Eugène Devéria, Psyché conduite à l’Olympe par Mercure pour épouser l’Amour (esquisse)

Eugène Devéria est un des principaux peintres de la première génération romantique, aux côtés d’Eugène Delacroix, de Louis Boulanger, d’Ary Scheffer, de Xavier Sigalon ou de Charles Émile de Champmartin. Tous ces artistes s’illustrent particulièrement lors du mythique Salon de 1827, à l’occasion duquel Devéria présenta La Naissance d’Henri IV (Paris, musée du Louvre). Les succès de l’artiste, bientôt surnommé le « Véronèse français » du fait de l’audace de sa touche et de son coloris, se poursuivent tout au long de la décennie 1830, jusqu’à ce qu’il reçoive en 1838 une commande ambitieuse : le décor complet, à fresque, de l’église Notre-Dame-des-Doms en Avignon. Cette commande dans le Sud de la France est également l’occasion pour Devéria de s’intégrer dans les réseaux artistiques montpelliérains.

Devéria a sans doute été attiré à Montpellier du fait de ses accointances familiales : de récentes découvertes ont en effet souligné qu’une de ses cousines était mariée avec Pierre Cabanel, grand frère d’Alexandre qui n’a encore que 15 ans, dont il exécute un portrait au crayon en 1839, récemment acquis par le musée Fabre. Il reçoit la même année une commande de l’œuvre de la Miséricorde, société de charité montpelliéraine : un grand tableau, La Charité de saint Vincent de Paul (Montpellier, chapelle de la Miséricorde). Si l’artiste n’a peint qu’un seul tableau, il est fort probable que la commande initiale était de réaliser un cycle entier sur la vie de saint Vincent de Paul. L’année précédente, l’artiste avait également fait la connaissance de François Sabatier (1818-1892) qui lui commande son portrait . Ce riche amateur d’art et intellectuel de sensibilité fouriériste et saint-simonienne est issu d’une influente famille d’industriels du textile et de la mine.
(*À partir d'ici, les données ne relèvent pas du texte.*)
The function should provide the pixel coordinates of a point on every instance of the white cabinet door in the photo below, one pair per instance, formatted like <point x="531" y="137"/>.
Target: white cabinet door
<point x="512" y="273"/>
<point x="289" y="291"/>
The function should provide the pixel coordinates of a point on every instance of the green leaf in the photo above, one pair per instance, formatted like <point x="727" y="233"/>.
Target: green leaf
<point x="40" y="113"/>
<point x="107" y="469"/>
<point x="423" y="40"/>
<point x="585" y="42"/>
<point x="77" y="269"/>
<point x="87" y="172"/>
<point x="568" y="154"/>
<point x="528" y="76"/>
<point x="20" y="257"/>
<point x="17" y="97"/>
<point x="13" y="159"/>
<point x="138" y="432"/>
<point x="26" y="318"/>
Cet étonnant personnage, à la tête d’une importante fortune, fréquente les poètes et les artistes à Paris, notamment Paul Chenavard, comme à Rome, en particulier les peintres Dominique Papety, Auguste Bouquet, le sculpteur Auguste Ottin ainsi que l’architecte Hector Marin Lefueul, auxquels il confie l’aménagement de sa résidence florentine, le Palazzo Renai, dans les années 1840. À la suite de la Révolution de 1848, Sabatier regagne Paris, et devient un défenseur précoce de l’art de Gustave Courbet, qu’il commente dans une recension du Salon de 1851. En 1857, il invite l’artiste à résider dans son domaine de la Tour de Farges, entre Nîmes et Montpellier.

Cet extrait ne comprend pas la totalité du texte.